I trained a model to predict a value and I want to make a bar chart that plots target - prediction
for each sample, and then color these bars according to a category. I then want to add two horizontal lines for plus or minus sigma around the central axis, so it's clear which predictions are very far off. Imagine we know sigma == 0.3 and we have a dataframe
error | sample_id | category |
---|---|---|
.1 | 1 | 'A' |
.4 | 2 | 'A' |
.1 | 3 | 'B' |
-.2 | 4 | 'B' |
-.1 | 5 | 'C' |
How could I do this? I've managed to do just the errors and the plus or minus sigma lines just using matplotlib, here it is to communicate what I mean.

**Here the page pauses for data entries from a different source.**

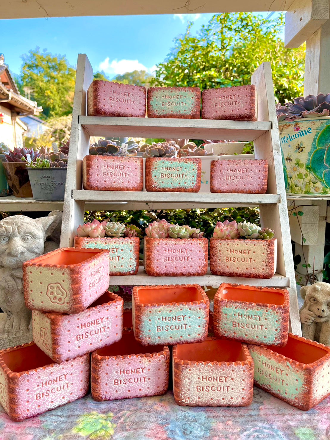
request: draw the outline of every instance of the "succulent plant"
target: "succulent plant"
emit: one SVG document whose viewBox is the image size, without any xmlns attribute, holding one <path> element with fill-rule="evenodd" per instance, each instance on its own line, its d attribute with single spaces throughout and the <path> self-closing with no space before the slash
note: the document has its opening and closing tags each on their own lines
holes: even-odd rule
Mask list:
<svg viewBox="0 0 330 440">
<path fill-rule="evenodd" d="M 79 237 L 91 237 L 93 238 L 96 238 L 97 237 L 103 237 L 106 235 L 104 227 L 106 224 L 105 220 L 100 222 L 95 219 L 91 223 L 79 225 L 77 228 L 77 233 Z"/>
<path fill-rule="evenodd" d="M 147 158 L 174 158 L 176 150 L 173 145 L 167 142 L 158 142 L 147 147 L 143 150 Z"/>
<path fill-rule="evenodd" d="M 225 220 L 223 223 L 217 222 L 213 230 L 213 237 L 215 238 L 239 238 L 237 223 L 235 220 L 231 222 Z"/>
<path fill-rule="evenodd" d="M 125 224 L 119 221 L 108 222 L 104 226 L 104 230 L 108 237 L 124 237 L 126 230 Z"/>
<path fill-rule="evenodd" d="M 160 221 L 153 221 L 149 223 L 145 231 L 147 235 L 152 238 L 167 238 L 169 235 L 169 224 L 163 219 Z"/>
</svg>

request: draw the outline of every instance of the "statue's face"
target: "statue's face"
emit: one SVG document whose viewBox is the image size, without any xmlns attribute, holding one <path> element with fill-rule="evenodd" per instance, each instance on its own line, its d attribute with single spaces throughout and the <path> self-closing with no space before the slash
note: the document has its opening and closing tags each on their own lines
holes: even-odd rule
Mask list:
<svg viewBox="0 0 330 440">
<path fill-rule="evenodd" d="M 0 221 L 0 265 L 22 268 L 25 261 L 41 255 L 44 247 L 44 231 L 33 219 L 15 216 Z"/>
</svg>

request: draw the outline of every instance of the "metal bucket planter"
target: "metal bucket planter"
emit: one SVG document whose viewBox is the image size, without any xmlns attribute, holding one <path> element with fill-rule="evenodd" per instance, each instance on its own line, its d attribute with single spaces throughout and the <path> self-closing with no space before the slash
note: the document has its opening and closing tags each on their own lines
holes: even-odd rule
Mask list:
<svg viewBox="0 0 330 440">
<path fill-rule="evenodd" d="M 63 200 L 66 168 L 28 169 L 35 200 Z"/>
<path fill-rule="evenodd" d="M 286 193 L 324 196 L 330 192 L 330 117 L 279 123 Z"/>
</svg>

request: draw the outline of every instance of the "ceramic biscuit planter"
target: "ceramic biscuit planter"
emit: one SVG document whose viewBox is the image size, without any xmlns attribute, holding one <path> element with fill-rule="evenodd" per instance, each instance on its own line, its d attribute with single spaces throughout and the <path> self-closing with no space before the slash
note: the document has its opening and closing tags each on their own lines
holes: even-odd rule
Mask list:
<svg viewBox="0 0 330 440">
<path fill-rule="evenodd" d="M 307 411 L 330 394 L 330 347 L 289 334 L 285 347 L 249 345 L 257 386 Z"/>
<path fill-rule="evenodd" d="M 61 248 L 23 265 L 28 308 L 78 313 L 107 290 L 109 251 Z"/>
<path fill-rule="evenodd" d="M 208 338 L 173 348 L 174 400 L 183 406 L 244 407 L 253 396 L 253 363 L 247 346 Z"/>
<path fill-rule="evenodd" d="M 92 355 L 91 385 L 95 400 L 158 396 L 169 385 L 169 350 L 165 345 L 143 347 L 132 332 Z"/>
<path fill-rule="evenodd" d="M 89 354 L 54 363 L 34 342 L 0 352 L 0 403 L 20 422 L 85 396 Z"/>
<path fill-rule="evenodd" d="M 198 192 L 202 161 L 199 158 L 146 158 L 147 191 Z"/>
<path fill-rule="evenodd" d="M 218 337 L 283 346 L 288 340 L 289 319 L 287 290 L 224 283 L 214 297 Z"/>
<path fill-rule="evenodd" d="M 90 154 L 83 160 L 84 189 L 96 191 L 142 191 L 143 159 Z"/>
<path fill-rule="evenodd" d="M 276 238 L 210 239 L 210 270 L 213 275 L 271 278 L 276 271 Z"/>
<path fill-rule="evenodd" d="M 140 239 L 138 237 L 74 237 L 74 247 L 79 249 L 107 249 L 109 252 L 109 274 L 136 275 L 139 270 Z"/>
<path fill-rule="evenodd" d="M 32 311 L 33 341 L 55 362 L 73 359 L 121 337 L 122 298 L 110 292 L 74 315 Z"/>
<path fill-rule="evenodd" d="M 143 264 L 153 276 L 197 276 L 207 271 L 207 238 L 144 238 Z"/>
<path fill-rule="evenodd" d="M 184 344 L 207 337 L 209 301 L 197 284 L 133 289 L 133 327 L 144 345 Z"/>
</svg>

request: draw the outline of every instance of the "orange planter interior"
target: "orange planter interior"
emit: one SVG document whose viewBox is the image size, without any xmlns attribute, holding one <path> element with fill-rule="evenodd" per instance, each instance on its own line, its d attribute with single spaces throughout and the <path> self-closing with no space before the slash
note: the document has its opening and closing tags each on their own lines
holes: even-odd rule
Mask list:
<svg viewBox="0 0 330 440">
<path fill-rule="evenodd" d="M 285 347 L 271 346 L 267 348 L 302 363 L 312 363 L 328 354 L 327 350 L 322 347 L 305 341 L 299 341 L 290 334 Z"/>
<path fill-rule="evenodd" d="M 235 362 L 246 360 L 240 342 L 223 339 L 207 340 L 176 346 L 176 357 L 182 360 L 203 362 Z"/>
<path fill-rule="evenodd" d="M 54 363 L 35 344 L 13 348 L 3 353 L 2 359 L 8 368 L 15 373 L 27 371 Z"/>
<path fill-rule="evenodd" d="M 86 252 L 80 249 L 77 250 L 66 250 L 57 252 L 56 253 L 41 258 L 40 263 L 45 264 L 60 264 L 69 266 L 70 264 L 77 264 L 83 263 L 88 258 L 95 257 L 99 251 Z"/>
<path fill-rule="evenodd" d="M 160 303 L 188 302 L 202 301 L 202 294 L 196 287 L 161 287 L 139 289 L 139 301 L 142 304 L 159 304 Z"/>
<path fill-rule="evenodd" d="M 260 290 L 253 287 L 249 288 L 248 286 L 241 287 L 227 286 L 219 293 L 220 298 L 233 301 L 245 301 L 276 305 L 282 305 L 285 301 L 284 293 L 270 290 Z"/>
<path fill-rule="evenodd" d="M 123 356 L 125 355 L 146 354 L 164 351 L 163 345 L 146 347 L 141 345 L 135 340 L 133 332 L 123 333 L 120 341 L 96 351 L 100 356 Z"/>
</svg>

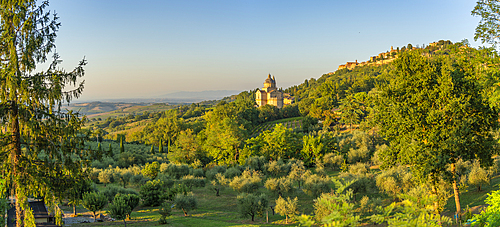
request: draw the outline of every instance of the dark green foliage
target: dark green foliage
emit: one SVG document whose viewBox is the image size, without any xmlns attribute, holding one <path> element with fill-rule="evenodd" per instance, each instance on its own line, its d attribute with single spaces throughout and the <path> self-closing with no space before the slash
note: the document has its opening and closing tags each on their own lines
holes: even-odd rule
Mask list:
<svg viewBox="0 0 500 227">
<path fill-rule="evenodd" d="M 120 137 L 120 153 L 125 152 L 125 146 L 123 146 L 123 137 Z"/>
<path fill-rule="evenodd" d="M 189 175 L 189 166 L 188 165 L 176 165 L 170 163 L 165 170 L 165 173 L 170 177 L 175 179 L 181 179 L 181 177 Z"/>
<path fill-rule="evenodd" d="M 158 221 L 159 224 L 168 224 L 167 217 L 172 215 L 172 204 L 168 202 L 162 203 L 160 209 L 158 209 L 158 213 L 161 215 Z"/>
<path fill-rule="evenodd" d="M 215 179 L 215 175 L 217 175 L 217 173 L 225 173 L 225 172 L 226 172 L 226 167 L 214 166 L 211 169 L 207 170 L 205 175 L 207 177 L 207 180 L 211 181 L 211 180 Z"/>
<path fill-rule="evenodd" d="M 116 164 L 120 168 L 127 168 L 134 164 L 143 165 L 146 163 L 146 157 L 141 153 L 131 153 L 131 152 L 122 152 L 117 155 Z"/>
<path fill-rule="evenodd" d="M 175 208 L 182 210 L 184 212 L 184 216 L 187 216 L 187 213 L 191 210 L 198 208 L 198 202 L 192 193 L 184 195 L 177 194 L 175 196 Z"/>
<path fill-rule="evenodd" d="M 240 176 L 241 175 L 241 170 L 238 167 L 231 167 L 226 170 L 224 173 L 224 176 L 228 179 L 233 179 L 234 177 Z"/>
<path fill-rule="evenodd" d="M 203 169 L 189 169 L 189 174 L 195 177 L 205 177 Z"/>
<path fill-rule="evenodd" d="M 267 160 L 264 156 L 253 156 L 253 157 L 248 157 L 245 160 L 245 165 L 243 165 L 244 168 L 249 168 L 251 170 L 256 170 L 256 171 L 265 171 L 265 164 L 267 163 Z"/>
<path fill-rule="evenodd" d="M 108 205 L 108 212 L 111 217 L 117 220 L 123 220 L 123 223 L 127 226 L 125 219 L 130 216 L 132 209 L 130 209 L 125 196 L 117 195 L 113 199 L 113 203 Z"/>
<path fill-rule="evenodd" d="M 238 192 L 252 193 L 259 188 L 261 181 L 258 172 L 245 170 L 241 176 L 235 177 L 229 186 Z"/>
<path fill-rule="evenodd" d="M 151 180 L 141 186 L 141 198 L 144 206 L 158 206 L 163 202 L 167 188 L 160 180 Z"/>
<path fill-rule="evenodd" d="M 102 192 L 101 192 L 106 198 L 108 199 L 109 202 L 113 201 L 115 196 L 117 194 L 122 194 L 122 195 L 128 195 L 128 194 L 134 194 L 137 195 L 137 192 L 135 192 L 133 189 L 128 189 L 128 188 L 122 188 L 120 186 L 116 185 L 108 185 Z"/>
<path fill-rule="evenodd" d="M 83 195 L 82 205 L 85 209 L 92 211 L 94 222 L 96 221 L 95 213 L 102 210 L 106 204 L 108 204 L 108 198 L 102 193 L 90 192 Z"/>
<path fill-rule="evenodd" d="M 283 193 L 288 193 L 293 189 L 293 180 L 289 177 L 268 178 L 264 184 L 267 190 L 276 193 L 278 196 L 283 196 Z"/>
<path fill-rule="evenodd" d="M 238 195 L 238 209 L 242 217 L 262 216 L 267 209 L 269 201 L 265 194 L 254 195 L 242 193 Z"/>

CodePudding user response:
You'll find the pd.Series.transform()
and/or pd.DataFrame.apply()
methods quite useful. Essentially, you can map each value of your input columns (in this case errors
) into some valid color value, returning a pd.Series
of colors that's the same shape as errors.
The phrasing of the question is unclear, but it sounds like you want a single pair of lines for each category? In which case, you will first need to do a pd.Series.groupby()
operation to get the shape that you want before the transform opeartion. Probably just a series of length 3, for your A B C categories.
Then, this Series
(whether it is of length len(df)
or df.category.nunique()
) can be passed into your plt.bar
method as the color
argument.
CodePudding user response:
This is actually very easy, I just didn't understand the 'color' option of plt.bar. If it is a list of length equal to the number of bars, then it will color each bar with the corresponding color. It's as simple as
plt.(x,y,color = z)
#len(x) = len(y) = len(z), and z is an array of colors
As krukah mentions, you just need to translate categories to colors. I picked a color map, made a dictionary that picked a color for each unique category, and then turned the cats array (a 2d np array, each row encodes a category) into an array of colors.
unique_cats = np.unique(cats, axis=0)
n_unique = unique_cats.shape[0]
for_picking = np.arange(0,1,1/n_unique)
cmap = plt.cm.get_cmap('plasma')
color_dict = {}
#this for loop fills in the dictionary by picking colors from the cmap
for i in range(n_unique):
color_dict[str(unique_cats[i])] =cmap(for_picking[i])
color_cats = [color_dict[str(cat)] for cat in cats]
Hopefully that helps someone some day.